Wednesday 5 January 2011

2010 politics: many possible outcomes


History always looks settled and determined when you look back on it. Ah, people say, Hitler was destined to lose the Second World War - his megalomania inevitably led him into Russia. Britain's wealth and international financial position doomed Germany to defeat in the First World War. Russia was 'always' going to be the country to experience communist revolution, hobbled by an unstable mix of nascent and uneven industrialization, stupid autocratic government and a large peasantry with apparently little to lose (who were eventually liquidated, but that's another story).

Don't you believe it. There are always alternatives, as one of my old tutors has always insisted. If historians can offer anything to public policy, it's to show just how contingent and confused most developments really are.

We're faced with this now in our politics, actually. The Prime Minister's smooth performance, good manners and rather laid-back approach to governance chime with voters - though his hands-off approach will bite him one day. He looks the part - one reason why Conservative poll numbers haven't moved much, while Liberal Democrat numbers have tanked.

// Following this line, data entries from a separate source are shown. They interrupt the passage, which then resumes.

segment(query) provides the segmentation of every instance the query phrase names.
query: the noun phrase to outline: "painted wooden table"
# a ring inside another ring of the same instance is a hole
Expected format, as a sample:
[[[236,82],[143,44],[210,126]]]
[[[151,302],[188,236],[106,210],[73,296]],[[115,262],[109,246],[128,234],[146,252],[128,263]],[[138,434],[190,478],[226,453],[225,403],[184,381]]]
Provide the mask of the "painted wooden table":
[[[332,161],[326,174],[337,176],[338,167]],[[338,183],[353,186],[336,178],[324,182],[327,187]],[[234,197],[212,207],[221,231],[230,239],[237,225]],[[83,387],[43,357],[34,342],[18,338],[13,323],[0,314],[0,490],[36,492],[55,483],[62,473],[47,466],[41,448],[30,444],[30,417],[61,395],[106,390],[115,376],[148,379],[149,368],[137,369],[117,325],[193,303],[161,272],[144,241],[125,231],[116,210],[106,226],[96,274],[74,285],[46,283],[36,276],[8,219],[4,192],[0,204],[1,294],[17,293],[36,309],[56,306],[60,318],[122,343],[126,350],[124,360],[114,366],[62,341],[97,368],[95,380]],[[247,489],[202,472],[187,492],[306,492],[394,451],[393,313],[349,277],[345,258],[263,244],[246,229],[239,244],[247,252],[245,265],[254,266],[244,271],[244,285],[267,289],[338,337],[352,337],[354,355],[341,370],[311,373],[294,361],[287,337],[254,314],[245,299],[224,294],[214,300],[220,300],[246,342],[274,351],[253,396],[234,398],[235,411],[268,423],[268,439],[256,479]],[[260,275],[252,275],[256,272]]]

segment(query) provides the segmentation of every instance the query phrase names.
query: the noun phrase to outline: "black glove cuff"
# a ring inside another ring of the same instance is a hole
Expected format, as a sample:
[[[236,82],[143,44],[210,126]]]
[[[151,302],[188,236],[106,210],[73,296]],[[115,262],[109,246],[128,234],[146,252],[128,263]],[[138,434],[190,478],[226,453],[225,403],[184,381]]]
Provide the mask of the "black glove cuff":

All of this serves to convince many that it was always going to be thus - he was always headed for No. 10 against a knackered government and an unpopular leader.

But lots might have been different; had Labour got rid of Gordon Brown in 2009 (rather than in the absurd failed coup of early 2010); had the Party fought a better (and less cash-strapped) campaign; had the Prime Minister restrained himself before he insulted voters; had Brown reached out to Lib Dems rather than treating Nick Clegg with contempt. 2010 might also have gone differently had Chris Huhne defeated Nick Clegg for the Lib Dem leadership in 2008. It's difficult to see the now-Energy Secretary being quite so enthusiastic about a tie-up with the Conservatives.

The Conservatives' overall electoral position isn't as strong as it looks, as I've argued myself in print, and as many others have also pointed out. If their 2010 share of the vote had been a couple of points down, and Labour's a couple of points up, then Labour would simply have continued to govern.

Squint a bit - David Milliband in No. 10 with Nick Clegg as Deputy PM? Not as unlikely as you might think with hindsight.